食卓での給仕の仕方や簡単な家事の処理を学びます。
勿論、この時点で身分は一番低く、城従のほかの人間からあれこれ私事を受ける立場で、使いっ走りに走らされたり、洗濯仕事をあてがわれます。
そしてやはり大事なのは基礎訓練です。
要視されたのはもちろん武芸全般です。

将来、職業軍人になる彼らは走ったりよじ登ったりなど体力を必要とすることをひたすら行います。
水泳や跳躍など現代の「体育」そのまんまです。

しかし「体育」と違うのは、乗馬・剣術・槍術など戦いのための技術も学ぶことにあります。
彼らは熟練と共に集団で訓練を受け始めることになり、実践に近い状態での訓練に進みます


12歳~
より大きな場所(宮廷など)に場所が移ったら、「小姓」から「騎士見習(従騎士)」に格上げされます。
交代で領主の食事の給仕、馬の世話、馬具の整備、さらに領主がトーナメントや戦闘に赴く場合には、その装具と武具の管理、出陣前には領主に甲冑を着せる手伝いなどが主な仕事です。

そして訓練も前よりもより実践的な訓練を受けることになります。
なんといっても、騎士は体力が命です。
数時間、50ポンド(22.5キロ)の鎖帷子を着て、さらに走り回ったり武器を振り回さなければならないのですから。
勿論、力も大事です。
重い剣を振り回し、槍を小脇に抱えてダッシュし、斧を振り上げて相手に強烈な一撃を与えなければならないのですから。

まず彼等は、甲冑を着けずに徒歩や普段着(勿論、運動着)のままで武具を扱う事からスタートしました。
まだこの段階では正式な武器は貰えず、鉄をはめた棍棒が彼等の武器でした。
なので、戦闘訓練以外は実践においては、そうした棍棒を振り回して戦っていたことでしょう。

こうした訓練は、合同で行われました。

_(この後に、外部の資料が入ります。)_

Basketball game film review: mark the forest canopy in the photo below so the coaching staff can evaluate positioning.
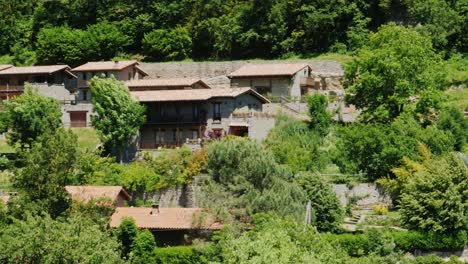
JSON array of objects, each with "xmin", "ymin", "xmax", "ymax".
[{"xmin": 0, "ymin": 0, "xmax": 466, "ymax": 66}]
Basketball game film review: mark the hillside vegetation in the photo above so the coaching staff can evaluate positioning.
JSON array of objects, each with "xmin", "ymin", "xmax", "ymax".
[{"xmin": 0, "ymin": 0, "xmax": 466, "ymax": 66}]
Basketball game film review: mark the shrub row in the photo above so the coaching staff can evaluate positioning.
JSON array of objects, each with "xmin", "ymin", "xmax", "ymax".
[
  {"xmin": 153, "ymin": 246, "xmax": 205, "ymax": 264},
  {"xmin": 392, "ymin": 231, "xmax": 467, "ymax": 252},
  {"xmin": 324, "ymin": 230, "xmax": 467, "ymax": 257}
]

そうすることで、騎士としての同胞意識、連帯感を強めたのですから。

さて、戦闘技術以外にも騎士が身に付けるものは沢山あります。
肉の切り分け方、食卓での給仕の仕方、舞踏、雅な作法の練習、狩猟、祝宴など。
後世になると、これに紋章学の基礎が必修となりました。
でないと、どこの誰と戦うか分かりませんからね。(まあ、一騎討ちを行うのはトーナメントぐらいで、実際の戦いで行うことはほとんどありません)
また、なかには音楽や文学などの教養を身に付けた者もいます。
さらには教会にわざわざ言って、文字の読み書きを習った人もいたようです。
なんといっても、当時の識字率は恐ろしく低く、文化活動のほとんどは聖職者が独占していたようなものですから。

10代後半~20代前半
能力が認められ、またそれなりに騎士として自立していくだけの財力があると、晴れて騎士に叙されます。

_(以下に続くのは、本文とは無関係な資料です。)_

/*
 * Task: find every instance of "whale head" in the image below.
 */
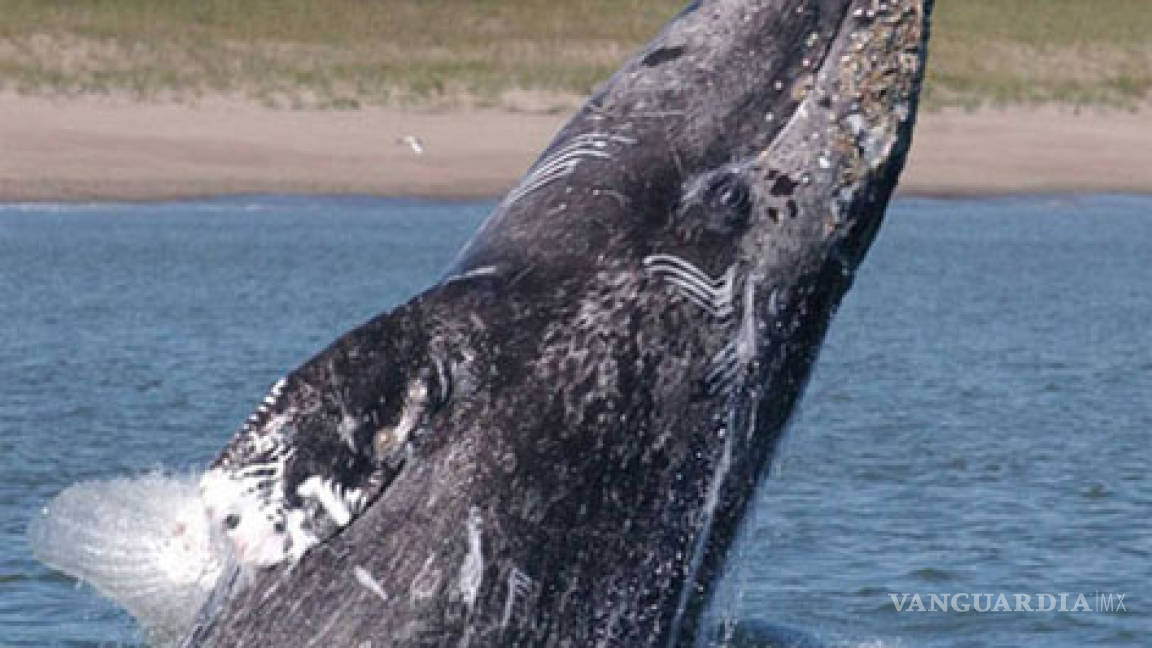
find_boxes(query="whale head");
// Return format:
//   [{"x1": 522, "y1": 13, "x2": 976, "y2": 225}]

…しかし、騎士としての身分とそれに伴う出費を賄うだけの収入が無い場合には、数年間領地を持たないバチェラー騎士のまんまです。
なかには、生涯騎士にならなかった(なれなかった)人もいます。
しかし、こういう騎士が多かったのもまた事実です。
何故なら…
領地や財産相続権は長子相続が基本だからです。
長男は父親の領地、財産、爵位などをそのまんま引き継げる事は出来ます。
だから、騎士になるスピードは早いのです。

さてさて、次男、三男が出世していくにはどうすればいいのか。
聖職者になってひたすら猛勉強と実家のバックアップにより出世か、トーナメントに出て武勇を上げてどこかの騎士団か領主に召し抱えられるか、莫大な遺産を持った女性相続人や未亡人と結婚するなどです。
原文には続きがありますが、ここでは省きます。